Bird flu, as its name suggests, is mostly concerned with infecting birds. And it’s quite good at it: severe strains of bird flu can completely wipe out a whole flock. In rare cases, the virus can even mutate to infect humans, causing serious illness. As such, bird flu is a well-known and scary pathogen in the public’s eye.

Now, researchers from Imperial College London and the University of Edinburgh’s Roslin Institute have devised chicken cells that can resist infection with the bird flu virus. Their efforts pave the way towards effective control of the disease, safeguarding one of the most important domesticated animals of today.

Be-gone, flu

“We have long known that chickens are a reservoir for flu viruses that might spark the next pandemic. In this research, we have identified the smallest possible genetic change we can make to chickens that can help to stop the virus taking hold,” says Professor Wendy Barclay, Chair in Influenza Virology at Imperial College London and the paper’s corresponding author. “This has the potential to stop the next flu pandemic at its source.”

The findings could make it possible to immunize chickens to the virus using a simple genetic modification. No such chickens have been produced just yet, but the team is confident that their method will prove safe, effective, and palatable with the public in the long run.

The approach involves a specific molecule found in chicken cells, called ANP32A. Researchers at Imperial report that during a bird flu infection, viruses use this molecule to replicate (multiply) and continue attacking the host. The researchers from the University of Edinburgh’s Roslin Institute worked to gene-edit chicken cells to remove a portion of DNA that encodes the production of ANP32A.

With this little tweak, the team reports, the virus was no longer able to replicate inside the cells.

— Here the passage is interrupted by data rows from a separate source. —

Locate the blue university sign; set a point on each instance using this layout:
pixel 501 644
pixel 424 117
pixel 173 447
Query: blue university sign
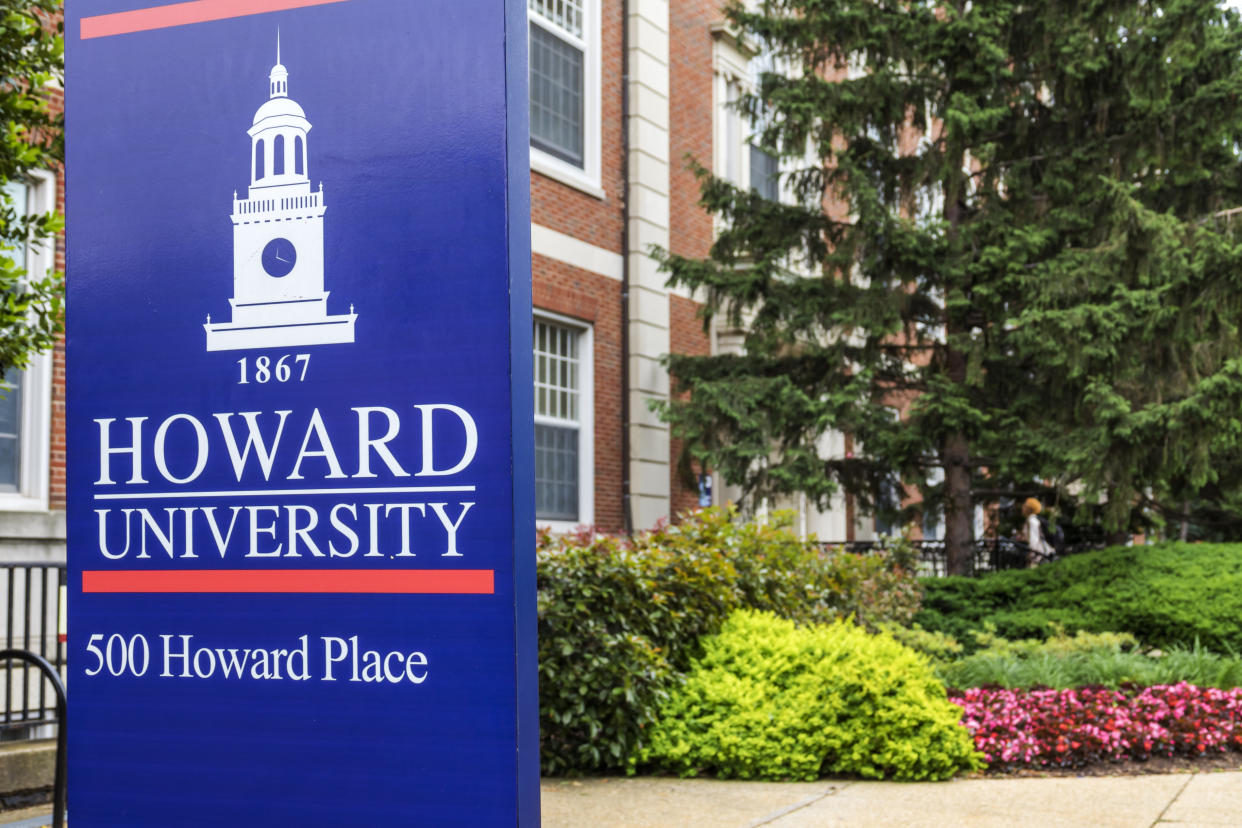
pixel 301 524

Members at The Roslin Institute have previously worked on something similar. Teaming up with researchers from Cambridge University at the time, they successfully produced gene-edited chickens that didn’t transmit bird flu to other chickens following infection. However, the approach they used at the time involved adding new genetic sequences into the birds’ DNA; while the proof-of-concept was very encouraging, the approach didn’t seem to stick, commercially.

“This is an important advance that suggests we may be able to use gene-editing techniques to produce chickens that are resistant to bird flu,” says Dr. Mike McGrew, of the University of Edinburgh’s Roslin Institute and a paper co-author.

“We haven’t produced any birds yet and we need to check if the DNA change has any other effects on the bird cells before we can take this next step.”

The paper “Species specific differences in use of ANP32 proteins by influenza A virus” has been published in the journal eLife.